Over the recent past, AT&T (T) has made a reputable name for itself with a recorded stock price that has remained in a fixed range. Unlike other stocks, its lowest was $32 whereas it’s highest so far is $38.

There is no doubt whatsoever that this scenario enables a person to collect premiums from the sale of calls without the market assigning your stock. Although there have been fluctuations, it has remained to be one of the best assets to trade.

The company’s changing nature, mostly arising from its acquisitions, have rendered its history useless when it comes to predicting the price of the covered-call stocks.


When looking for a sure way to earn more, Verizon is the best option.

It has unsurpassed qualities with a strong, established framework that has made it trustworthy over the years.

With a reliable business model, high dividend coverage and excellent management, VZ has managed to double the dividends for years with an astounding 2.7 % increment at the beginning of 2016.

Even though this company pays a good dividend rate of 4.87%, the company has still not managed to beat AT& T.

Its range falls between $45 and $55, meaning that people will still earn a good amount using this company that continues to scale the heights of success as years go by.

Altria group

The third alternative that has managed a sound record in the tobacco industry is the Altria group (MO).

With a dividend payment of 3.5%, this company has an unbeatable global record when it comes to covered calls.

However, its main setback is that it has been going up as a result of its outstanding innovations and developments.

It is evident that this situation is bad for sellers as they would need to be very vigilant when selling their calls.

The case left many investors with the option of studying the company’s trends to come up with a prediction of the stock prices.

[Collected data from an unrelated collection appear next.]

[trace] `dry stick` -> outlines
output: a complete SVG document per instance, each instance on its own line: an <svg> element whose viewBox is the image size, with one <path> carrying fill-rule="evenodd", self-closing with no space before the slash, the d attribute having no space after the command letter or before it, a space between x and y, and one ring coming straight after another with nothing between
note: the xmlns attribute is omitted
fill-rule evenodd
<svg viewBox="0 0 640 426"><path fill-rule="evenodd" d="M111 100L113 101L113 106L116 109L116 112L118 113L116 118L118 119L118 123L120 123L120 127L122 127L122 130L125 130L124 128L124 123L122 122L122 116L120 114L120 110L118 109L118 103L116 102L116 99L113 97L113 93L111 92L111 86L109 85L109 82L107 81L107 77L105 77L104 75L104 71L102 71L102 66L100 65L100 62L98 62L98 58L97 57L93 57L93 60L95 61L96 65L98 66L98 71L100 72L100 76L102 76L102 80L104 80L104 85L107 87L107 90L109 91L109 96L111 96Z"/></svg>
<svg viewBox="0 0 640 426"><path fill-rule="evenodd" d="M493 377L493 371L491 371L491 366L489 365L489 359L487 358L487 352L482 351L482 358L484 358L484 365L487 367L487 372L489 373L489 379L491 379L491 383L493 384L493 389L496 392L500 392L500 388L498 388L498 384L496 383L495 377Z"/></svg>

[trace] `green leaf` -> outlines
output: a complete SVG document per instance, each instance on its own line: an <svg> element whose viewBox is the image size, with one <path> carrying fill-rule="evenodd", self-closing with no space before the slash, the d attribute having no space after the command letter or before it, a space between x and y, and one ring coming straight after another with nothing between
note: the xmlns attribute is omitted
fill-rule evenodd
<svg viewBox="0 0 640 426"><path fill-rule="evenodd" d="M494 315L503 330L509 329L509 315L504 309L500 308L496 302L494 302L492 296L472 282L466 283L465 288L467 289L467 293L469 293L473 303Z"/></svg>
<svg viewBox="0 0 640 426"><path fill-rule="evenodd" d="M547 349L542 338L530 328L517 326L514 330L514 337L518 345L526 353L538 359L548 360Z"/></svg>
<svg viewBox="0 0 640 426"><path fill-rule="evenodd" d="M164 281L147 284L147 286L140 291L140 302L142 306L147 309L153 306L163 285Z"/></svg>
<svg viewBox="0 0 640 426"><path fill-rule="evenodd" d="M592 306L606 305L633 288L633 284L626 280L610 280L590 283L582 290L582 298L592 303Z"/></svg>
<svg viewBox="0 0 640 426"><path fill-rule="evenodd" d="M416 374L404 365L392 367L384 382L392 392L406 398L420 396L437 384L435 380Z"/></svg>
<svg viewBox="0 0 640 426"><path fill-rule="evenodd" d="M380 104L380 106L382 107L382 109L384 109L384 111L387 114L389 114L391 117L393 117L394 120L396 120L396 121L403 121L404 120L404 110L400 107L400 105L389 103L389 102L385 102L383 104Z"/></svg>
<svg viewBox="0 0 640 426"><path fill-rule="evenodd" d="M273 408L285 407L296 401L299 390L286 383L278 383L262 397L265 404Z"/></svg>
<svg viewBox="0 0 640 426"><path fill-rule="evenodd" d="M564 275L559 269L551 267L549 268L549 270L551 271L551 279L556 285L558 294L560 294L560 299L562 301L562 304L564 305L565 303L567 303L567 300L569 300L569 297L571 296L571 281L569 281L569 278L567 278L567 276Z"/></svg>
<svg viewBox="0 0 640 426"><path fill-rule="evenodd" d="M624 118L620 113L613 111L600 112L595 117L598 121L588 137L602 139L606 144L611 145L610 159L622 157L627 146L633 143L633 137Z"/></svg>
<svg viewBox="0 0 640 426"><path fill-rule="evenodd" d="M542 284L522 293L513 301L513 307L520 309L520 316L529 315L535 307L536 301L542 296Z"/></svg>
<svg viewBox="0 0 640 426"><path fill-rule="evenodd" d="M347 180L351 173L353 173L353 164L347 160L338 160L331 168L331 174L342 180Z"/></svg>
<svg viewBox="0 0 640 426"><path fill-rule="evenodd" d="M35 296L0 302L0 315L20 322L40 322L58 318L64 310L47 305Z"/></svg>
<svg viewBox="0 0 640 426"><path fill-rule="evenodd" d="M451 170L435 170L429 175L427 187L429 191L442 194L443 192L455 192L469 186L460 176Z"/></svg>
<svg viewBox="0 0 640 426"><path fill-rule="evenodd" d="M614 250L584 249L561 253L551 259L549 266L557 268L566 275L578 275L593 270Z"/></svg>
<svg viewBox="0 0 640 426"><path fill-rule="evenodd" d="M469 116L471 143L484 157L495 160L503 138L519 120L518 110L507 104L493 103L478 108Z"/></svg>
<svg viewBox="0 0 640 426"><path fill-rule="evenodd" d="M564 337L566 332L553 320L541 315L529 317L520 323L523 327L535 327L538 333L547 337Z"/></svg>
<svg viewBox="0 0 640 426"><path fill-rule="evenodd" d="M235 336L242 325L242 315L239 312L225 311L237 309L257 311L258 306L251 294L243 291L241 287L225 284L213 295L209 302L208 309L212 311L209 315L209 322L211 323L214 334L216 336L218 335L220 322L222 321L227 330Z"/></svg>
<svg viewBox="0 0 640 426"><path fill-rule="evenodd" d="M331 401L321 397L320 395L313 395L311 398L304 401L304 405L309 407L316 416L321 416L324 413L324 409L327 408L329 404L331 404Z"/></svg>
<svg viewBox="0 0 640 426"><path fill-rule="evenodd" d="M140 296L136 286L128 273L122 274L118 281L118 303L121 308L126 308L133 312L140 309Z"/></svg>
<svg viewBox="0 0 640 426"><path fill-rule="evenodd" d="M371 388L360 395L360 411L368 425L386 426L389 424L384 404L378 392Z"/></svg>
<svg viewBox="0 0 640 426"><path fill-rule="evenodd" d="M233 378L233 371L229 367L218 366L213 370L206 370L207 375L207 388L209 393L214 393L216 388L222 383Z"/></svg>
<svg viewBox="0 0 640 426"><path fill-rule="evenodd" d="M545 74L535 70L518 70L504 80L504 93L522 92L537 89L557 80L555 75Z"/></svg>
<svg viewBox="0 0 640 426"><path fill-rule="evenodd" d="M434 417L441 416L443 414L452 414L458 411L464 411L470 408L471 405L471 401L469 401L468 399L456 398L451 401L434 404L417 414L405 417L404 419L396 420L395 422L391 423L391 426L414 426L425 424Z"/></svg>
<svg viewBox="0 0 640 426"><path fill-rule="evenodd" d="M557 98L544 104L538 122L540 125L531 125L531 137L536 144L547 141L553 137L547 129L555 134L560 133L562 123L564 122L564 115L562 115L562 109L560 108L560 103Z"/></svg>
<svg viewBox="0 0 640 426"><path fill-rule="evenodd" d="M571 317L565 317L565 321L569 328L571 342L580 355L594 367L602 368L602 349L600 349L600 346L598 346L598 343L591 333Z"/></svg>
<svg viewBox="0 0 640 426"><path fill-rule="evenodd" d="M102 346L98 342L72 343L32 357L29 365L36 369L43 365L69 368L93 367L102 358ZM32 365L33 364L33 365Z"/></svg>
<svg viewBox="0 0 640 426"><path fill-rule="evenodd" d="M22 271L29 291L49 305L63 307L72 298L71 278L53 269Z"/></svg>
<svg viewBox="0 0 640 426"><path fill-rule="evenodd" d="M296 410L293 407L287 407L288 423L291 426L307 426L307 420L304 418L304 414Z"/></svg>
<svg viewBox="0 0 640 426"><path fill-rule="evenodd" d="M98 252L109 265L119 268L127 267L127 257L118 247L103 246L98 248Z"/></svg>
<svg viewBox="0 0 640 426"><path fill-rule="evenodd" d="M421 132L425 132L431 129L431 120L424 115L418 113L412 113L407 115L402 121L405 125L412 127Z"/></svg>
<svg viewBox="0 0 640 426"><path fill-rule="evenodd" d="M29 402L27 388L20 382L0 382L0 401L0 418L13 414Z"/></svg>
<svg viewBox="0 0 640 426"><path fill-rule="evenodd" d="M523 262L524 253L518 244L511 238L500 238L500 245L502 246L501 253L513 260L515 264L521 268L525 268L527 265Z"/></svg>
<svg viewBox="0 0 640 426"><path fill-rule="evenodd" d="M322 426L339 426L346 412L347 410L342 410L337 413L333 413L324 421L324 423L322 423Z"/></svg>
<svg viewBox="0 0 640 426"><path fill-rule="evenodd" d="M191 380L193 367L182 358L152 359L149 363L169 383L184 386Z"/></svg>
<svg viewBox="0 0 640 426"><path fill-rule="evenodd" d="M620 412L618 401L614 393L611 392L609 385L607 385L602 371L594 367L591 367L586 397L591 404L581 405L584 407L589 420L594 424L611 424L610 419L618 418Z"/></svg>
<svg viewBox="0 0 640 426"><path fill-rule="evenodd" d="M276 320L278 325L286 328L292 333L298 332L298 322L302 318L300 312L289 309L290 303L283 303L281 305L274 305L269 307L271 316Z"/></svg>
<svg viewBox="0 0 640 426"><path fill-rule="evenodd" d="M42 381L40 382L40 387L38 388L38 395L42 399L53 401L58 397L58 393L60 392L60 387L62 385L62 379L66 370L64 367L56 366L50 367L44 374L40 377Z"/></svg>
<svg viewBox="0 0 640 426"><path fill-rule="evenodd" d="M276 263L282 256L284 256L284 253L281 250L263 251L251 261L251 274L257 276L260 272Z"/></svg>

For instance, one can assume that since the stock has been going up by 10% from January, then it follows that it will continue to go up by another 10% by the end of the year.

This move, however, conservative bearing the fact that the premium for such a strategy would only be 93 cents.

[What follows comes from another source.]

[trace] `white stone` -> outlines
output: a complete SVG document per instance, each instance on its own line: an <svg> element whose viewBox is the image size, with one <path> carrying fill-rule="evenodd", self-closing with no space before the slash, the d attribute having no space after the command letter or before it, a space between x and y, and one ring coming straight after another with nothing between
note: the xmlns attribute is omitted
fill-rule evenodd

In the long run, a total return of 11.5% would have been made by the expiry period.

A Stress-Free Approach

You might be disarrayed by all the options above.

It is paramount to note that the transaction costs, including the brokerage commission charged on the calls sold, might be overwhelming for an average investor. These costs are in most cases higher than the cost of trading stocks.

You do not need to worry anymore.

These problems are taken care of using the closed-end funds. These are buywrite funds that employ the use of an automated system that buys and sells calls against a particular stock.

One of the main perks associated with this method is that the taxes and strike prices are managed by a professional, thereby increasing the chances of increasing the dividend yield.

There are three primary assets under management in the closed-end funds category.

They are:

  •  Eaton Vance Tax-Managed Global Fund (EXG) (11.2% yield pay)
  • Eaton Vance Tax-Managed Dividend Equity Income Fund (ETY) (9.8% yield pay)
  • BlackRock Enhanced Equity Dividend Fund (BDJ) (7.4% yield pay)

Boost your Returns

It is, therefore, imperative that people take a careful look at these profitable strategies so that they can identify the best alternative that suits their needs.

Don’t be left behind, try this method out to guarantee an increase in your dividends, and help you attain your goals.